MARC ANTHONY had plenty of warning about the dangers of starring opposite his wife, Jennifer Lopez, in the story of a troubled celebrity couple from salsa's golden era. Fellow actors cautioned him that the marital conflicts in the script were bound to creep into his own relationship as some sort of evil projection on his marriage.
"Everybody said the same thing: 'Oh, working with your wife is going to be challenging,' " he recalls. " 'It's a rough script, man, and you're going to have to go to these [tormented] places.' "
Marc Anthony wasn't yet married to Lopez when he agreed to star as the late Hector Lavoe, the beloved but bedeviled salsa singer in "El Cantante" (The Singer), a Picturehouse release that opens Friday. His future wife would not just be his costar as the sharp-tongued Puchi, Lavoe's codependent spouse -- Lopez would also be his boss, since she was producing the movie as the maiden project of her company, Nuyorican Productions. The warnings gave him second thoughts about the deal. "Man, I thought I had signed a death sentence," he recalled.

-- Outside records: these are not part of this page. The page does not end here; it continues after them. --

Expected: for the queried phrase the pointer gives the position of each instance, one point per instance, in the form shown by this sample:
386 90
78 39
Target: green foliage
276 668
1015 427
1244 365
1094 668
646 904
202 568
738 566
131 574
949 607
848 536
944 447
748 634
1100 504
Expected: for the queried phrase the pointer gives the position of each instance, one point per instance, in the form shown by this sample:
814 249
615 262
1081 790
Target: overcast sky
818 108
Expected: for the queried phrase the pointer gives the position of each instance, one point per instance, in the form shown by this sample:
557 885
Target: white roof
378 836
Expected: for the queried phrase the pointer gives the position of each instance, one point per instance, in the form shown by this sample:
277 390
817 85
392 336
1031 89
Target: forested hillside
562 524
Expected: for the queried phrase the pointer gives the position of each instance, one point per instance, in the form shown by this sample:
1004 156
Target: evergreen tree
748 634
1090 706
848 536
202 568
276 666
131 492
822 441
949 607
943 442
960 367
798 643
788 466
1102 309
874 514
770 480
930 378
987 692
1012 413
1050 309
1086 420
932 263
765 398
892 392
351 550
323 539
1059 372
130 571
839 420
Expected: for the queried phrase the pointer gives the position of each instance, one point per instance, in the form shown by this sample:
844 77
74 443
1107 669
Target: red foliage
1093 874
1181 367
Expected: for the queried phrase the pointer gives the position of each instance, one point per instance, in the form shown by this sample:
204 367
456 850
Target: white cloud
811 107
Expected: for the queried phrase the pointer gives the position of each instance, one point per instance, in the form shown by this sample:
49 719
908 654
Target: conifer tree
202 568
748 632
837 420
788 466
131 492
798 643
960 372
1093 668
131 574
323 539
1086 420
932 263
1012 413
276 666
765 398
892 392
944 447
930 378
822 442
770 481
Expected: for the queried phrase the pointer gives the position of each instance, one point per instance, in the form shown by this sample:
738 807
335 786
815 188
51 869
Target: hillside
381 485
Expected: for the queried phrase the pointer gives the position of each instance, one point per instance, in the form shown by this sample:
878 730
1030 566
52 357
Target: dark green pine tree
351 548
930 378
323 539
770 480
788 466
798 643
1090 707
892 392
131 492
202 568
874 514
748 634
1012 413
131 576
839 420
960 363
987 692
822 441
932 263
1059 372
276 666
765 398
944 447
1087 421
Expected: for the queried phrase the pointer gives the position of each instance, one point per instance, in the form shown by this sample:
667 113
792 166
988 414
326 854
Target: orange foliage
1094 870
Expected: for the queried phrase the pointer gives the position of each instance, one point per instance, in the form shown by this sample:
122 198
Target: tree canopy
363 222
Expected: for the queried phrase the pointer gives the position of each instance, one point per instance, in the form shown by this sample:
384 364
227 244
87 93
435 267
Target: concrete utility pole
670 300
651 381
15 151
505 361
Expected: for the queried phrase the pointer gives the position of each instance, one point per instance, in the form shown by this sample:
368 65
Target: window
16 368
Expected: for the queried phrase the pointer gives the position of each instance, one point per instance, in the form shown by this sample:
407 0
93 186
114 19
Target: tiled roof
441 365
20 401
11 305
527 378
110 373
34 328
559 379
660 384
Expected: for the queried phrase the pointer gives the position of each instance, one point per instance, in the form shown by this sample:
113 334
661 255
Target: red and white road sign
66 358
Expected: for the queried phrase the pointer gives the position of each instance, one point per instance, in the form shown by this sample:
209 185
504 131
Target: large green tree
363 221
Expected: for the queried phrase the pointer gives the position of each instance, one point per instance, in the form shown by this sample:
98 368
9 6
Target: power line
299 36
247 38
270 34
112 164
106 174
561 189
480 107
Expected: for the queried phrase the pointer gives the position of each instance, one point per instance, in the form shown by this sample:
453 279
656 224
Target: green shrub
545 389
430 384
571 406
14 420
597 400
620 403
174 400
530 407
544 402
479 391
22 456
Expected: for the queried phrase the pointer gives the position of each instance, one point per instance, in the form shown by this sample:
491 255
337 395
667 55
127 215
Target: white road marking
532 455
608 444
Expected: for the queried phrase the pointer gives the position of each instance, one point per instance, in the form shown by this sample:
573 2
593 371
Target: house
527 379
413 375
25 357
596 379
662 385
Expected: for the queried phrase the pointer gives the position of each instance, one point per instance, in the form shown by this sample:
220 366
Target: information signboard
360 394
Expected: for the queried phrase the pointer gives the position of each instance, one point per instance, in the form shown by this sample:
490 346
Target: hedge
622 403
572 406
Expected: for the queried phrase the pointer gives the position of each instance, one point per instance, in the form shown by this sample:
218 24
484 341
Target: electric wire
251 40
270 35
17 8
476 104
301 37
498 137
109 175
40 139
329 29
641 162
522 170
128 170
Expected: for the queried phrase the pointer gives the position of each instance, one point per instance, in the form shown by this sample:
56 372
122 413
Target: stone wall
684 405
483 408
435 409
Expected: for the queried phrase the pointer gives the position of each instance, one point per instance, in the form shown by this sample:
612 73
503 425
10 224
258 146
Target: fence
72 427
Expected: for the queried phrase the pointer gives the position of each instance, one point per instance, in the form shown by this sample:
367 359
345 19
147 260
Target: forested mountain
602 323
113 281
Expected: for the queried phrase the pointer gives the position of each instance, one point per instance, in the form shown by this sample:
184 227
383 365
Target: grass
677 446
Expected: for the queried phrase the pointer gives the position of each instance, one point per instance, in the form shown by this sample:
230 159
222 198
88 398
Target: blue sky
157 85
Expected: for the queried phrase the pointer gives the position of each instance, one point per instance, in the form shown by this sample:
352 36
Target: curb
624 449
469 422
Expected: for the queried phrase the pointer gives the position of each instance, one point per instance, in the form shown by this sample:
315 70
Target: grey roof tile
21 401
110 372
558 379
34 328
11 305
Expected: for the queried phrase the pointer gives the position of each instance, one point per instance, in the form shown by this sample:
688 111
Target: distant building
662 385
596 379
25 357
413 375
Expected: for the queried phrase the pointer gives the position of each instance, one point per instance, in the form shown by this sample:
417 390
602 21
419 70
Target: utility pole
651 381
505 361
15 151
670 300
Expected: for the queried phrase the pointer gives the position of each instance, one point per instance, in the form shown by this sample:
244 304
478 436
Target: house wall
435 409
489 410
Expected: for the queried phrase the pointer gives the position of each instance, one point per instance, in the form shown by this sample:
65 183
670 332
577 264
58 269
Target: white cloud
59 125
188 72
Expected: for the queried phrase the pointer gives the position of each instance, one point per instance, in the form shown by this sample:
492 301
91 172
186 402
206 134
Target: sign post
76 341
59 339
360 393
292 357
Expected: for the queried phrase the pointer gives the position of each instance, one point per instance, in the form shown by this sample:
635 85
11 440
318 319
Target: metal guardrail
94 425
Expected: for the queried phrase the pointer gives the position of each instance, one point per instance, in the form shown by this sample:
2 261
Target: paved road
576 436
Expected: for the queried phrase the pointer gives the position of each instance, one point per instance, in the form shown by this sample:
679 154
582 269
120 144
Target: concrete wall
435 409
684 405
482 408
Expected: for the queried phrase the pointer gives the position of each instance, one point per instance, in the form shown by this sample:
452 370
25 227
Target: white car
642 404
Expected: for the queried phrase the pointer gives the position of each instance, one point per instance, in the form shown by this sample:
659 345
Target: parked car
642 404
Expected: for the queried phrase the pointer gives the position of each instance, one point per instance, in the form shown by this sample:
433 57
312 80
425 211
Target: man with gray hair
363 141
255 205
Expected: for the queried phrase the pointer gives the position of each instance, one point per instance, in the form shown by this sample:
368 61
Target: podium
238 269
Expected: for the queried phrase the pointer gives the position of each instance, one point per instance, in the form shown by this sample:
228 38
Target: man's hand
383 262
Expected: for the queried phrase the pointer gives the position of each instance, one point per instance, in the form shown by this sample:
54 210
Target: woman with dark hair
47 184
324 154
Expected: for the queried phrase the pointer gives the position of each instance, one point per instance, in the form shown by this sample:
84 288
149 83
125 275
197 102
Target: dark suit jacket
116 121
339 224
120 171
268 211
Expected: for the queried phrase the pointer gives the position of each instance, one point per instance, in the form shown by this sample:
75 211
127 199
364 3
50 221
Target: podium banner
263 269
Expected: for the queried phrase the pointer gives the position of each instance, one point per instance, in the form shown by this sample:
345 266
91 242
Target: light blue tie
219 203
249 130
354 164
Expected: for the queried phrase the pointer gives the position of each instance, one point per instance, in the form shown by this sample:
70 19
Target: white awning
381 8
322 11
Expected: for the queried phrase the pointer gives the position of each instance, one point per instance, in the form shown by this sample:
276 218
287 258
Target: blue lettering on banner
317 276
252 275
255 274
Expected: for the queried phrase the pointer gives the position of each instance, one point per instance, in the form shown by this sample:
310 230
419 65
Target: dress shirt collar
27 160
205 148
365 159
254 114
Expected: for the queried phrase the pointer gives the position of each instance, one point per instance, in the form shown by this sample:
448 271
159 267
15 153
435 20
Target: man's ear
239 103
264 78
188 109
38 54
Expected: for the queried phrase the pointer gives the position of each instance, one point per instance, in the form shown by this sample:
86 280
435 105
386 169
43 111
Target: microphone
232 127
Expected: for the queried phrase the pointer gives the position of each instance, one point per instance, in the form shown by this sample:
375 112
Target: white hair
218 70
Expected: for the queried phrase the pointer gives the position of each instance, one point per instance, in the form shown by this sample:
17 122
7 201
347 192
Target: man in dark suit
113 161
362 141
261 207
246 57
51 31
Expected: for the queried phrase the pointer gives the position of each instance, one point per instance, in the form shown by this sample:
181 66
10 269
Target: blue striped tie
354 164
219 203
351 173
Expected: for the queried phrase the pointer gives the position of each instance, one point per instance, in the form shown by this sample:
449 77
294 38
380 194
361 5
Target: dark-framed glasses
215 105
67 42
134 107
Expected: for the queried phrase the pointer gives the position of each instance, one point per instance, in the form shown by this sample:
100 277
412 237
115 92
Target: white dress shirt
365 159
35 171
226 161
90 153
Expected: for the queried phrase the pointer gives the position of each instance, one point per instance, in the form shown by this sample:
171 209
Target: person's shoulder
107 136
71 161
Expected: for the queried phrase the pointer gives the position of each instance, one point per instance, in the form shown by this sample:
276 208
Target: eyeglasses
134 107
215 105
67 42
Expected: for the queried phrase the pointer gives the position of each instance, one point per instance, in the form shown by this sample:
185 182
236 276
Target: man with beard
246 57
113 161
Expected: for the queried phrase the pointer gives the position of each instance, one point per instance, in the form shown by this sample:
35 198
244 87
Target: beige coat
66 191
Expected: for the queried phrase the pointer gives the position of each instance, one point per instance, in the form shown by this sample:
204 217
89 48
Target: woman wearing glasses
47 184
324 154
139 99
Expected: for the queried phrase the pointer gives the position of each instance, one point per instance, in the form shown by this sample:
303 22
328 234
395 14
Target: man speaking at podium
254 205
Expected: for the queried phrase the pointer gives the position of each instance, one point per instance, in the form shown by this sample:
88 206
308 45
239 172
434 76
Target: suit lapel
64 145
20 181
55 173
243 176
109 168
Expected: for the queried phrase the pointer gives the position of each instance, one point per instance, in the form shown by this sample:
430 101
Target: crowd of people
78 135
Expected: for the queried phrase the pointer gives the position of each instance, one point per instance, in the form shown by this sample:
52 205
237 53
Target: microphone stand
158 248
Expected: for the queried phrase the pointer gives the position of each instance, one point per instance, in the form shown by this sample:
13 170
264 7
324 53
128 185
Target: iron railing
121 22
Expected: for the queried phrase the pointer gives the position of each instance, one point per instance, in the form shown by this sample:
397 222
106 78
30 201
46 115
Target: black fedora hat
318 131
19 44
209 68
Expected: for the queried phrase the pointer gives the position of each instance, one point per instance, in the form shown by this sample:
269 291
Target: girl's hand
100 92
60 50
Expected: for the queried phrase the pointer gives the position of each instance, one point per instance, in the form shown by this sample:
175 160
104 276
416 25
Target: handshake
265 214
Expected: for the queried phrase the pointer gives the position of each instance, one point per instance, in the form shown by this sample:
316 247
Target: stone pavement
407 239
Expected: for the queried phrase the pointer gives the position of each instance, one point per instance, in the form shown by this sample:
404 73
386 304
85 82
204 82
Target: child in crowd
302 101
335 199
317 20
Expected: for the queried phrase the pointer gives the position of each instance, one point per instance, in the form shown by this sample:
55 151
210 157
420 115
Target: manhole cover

But the singer plunged into the role with passion, bearing an uncanny resemblance on screen to the wiry Puerto Rican icon he calls his idol. "El Cantante" shows Lavoe's rise to fame as part of New York's salsa boom of the '60s and '70s and his almost simultaneous self-destruction through drug abuse and paralyzing self-doubt. Lavoe's talent and bravado made him an instant folk hero for the era's socially conscious Latin American youth. Yet his human failings and miserable luck made him a tragic figure who lost his mother as a boy, met with heartless rejection from his father as an adult, became hooked on heroin, buried a teenage son killed in a gun accident, contracted AIDS, tried to commit suicide and met an early death at age 46.
This story is told in flashbacks by a world-worn but still feisty Puchi, who is being interviewed after Lavoe's death. Played with convincing New York attitude by Lopez, Puchi recounts her husband's infidelities, his reputation for showing up late (if at all) to concerts, her heroic efforts to rescue him from scary shooting galleries and her blind enabling by sharing his drug habits.
A rough script indeed. How could Marc Anthony and Lopez inhabit such dark characters during shooting in New York and not take some of that turmoil back to their pastoral Long Island estate at night?